“Data-Driven Thinking” is written by members of the media community and contains fresh ideas on the digital revolution in media.
Today’s column is written by Augustine Fou, digital strategist and independent ad fraud researcher.
There are many limits to measurement that may lead to entirely different answers depending on when, where and how the measurements were made.
For example, on-page measurement may show a small number of bots, while in-ad measurement of the same campaign may show very high levels of bots.
If measurement vendors don’t disclose to marketers how, what and when they measure and what assumptions went into the measurement, how can the results be trusted?

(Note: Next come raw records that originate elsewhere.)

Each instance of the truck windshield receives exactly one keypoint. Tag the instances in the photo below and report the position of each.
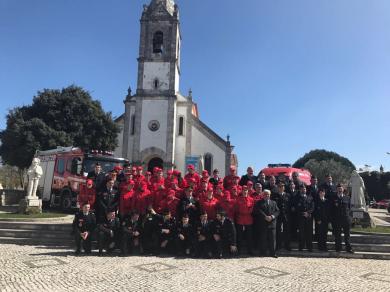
(107, 165)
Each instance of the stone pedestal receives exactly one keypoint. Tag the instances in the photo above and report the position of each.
(362, 218)
(30, 205)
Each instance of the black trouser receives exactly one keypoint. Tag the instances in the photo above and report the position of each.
(322, 234)
(105, 240)
(244, 233)
(305, 231)
(80, 241)
(267, 241)
(127, 244)
(183, 245)
(282, 232)
(342, 227)
(202, 248)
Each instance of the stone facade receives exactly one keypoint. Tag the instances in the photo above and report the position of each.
(160, 125)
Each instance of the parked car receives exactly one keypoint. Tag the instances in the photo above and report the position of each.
(382, 204)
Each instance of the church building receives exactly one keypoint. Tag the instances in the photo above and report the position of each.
(160, 126)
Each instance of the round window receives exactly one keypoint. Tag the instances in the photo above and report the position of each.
(154, 125)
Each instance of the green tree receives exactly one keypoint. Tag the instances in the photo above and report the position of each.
(56, 117)
(323, 155)
(340, 172)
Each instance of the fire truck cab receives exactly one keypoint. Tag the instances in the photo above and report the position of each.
(64, 169)
(284, 172)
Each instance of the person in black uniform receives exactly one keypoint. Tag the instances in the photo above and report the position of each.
(131, 233)
(184, 236)
(84, 225)
(203, 237)
(341, 220)
(266, 211)
(107, 199)
(304, 207)
(167, 232)
(108, 233)
(321, 217)
(188, 205)
(150, 236)
(283, 227)
(98, 177)
(224, 235)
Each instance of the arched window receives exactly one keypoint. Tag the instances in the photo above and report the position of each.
(155, 83)
(208, 162)
(158, 43)
(181, 126)
(132, 125)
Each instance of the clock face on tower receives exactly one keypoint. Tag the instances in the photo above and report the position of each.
(154, 125)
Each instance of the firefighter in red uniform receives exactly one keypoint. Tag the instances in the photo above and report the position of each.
(228, 181)
(243, 218)
(209, 204)
(227, 204)
(192, 175)
(87, 194)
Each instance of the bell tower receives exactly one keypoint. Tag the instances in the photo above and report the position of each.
(159, 50)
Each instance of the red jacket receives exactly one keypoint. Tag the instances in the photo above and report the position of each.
(243, 210)
(125, 202)
(210, 207)
(87, 196)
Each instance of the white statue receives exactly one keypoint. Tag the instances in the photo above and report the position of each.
(34, 173)
(358, 200)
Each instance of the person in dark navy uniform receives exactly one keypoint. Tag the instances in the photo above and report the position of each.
(131, 233)
(304, 207)
(108, 233)
(341, 219)
(184, 236)
(266, 211)
(84, 225)
(203, 237)
(321, 217)
(224, 236)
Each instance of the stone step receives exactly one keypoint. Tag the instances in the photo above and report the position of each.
(356, 246)
(35, 226)
(334, 254)
(37, 241)
(46, 234)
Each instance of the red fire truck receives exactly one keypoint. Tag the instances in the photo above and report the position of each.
(64, 169)
(284, 172)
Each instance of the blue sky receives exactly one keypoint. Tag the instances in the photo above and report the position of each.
(281, 77)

Technology Limits Lead To False Positives, Negatives And Answers
If a measurement vendor detected mouse movement, page scrolling and clicks, it might mark the visitor as being human, not a bot. But those actions may have been faked by an advanced bot. This would thus be a false negative for nonhuman traffic (NHT) measurement. Or if a fraud detection platform saw a visit coming from a popular data center, such as Amazon Web Services, and declared it a bot, it would be a false positive for NHT if it was really a human accessing the internet through a proxy service.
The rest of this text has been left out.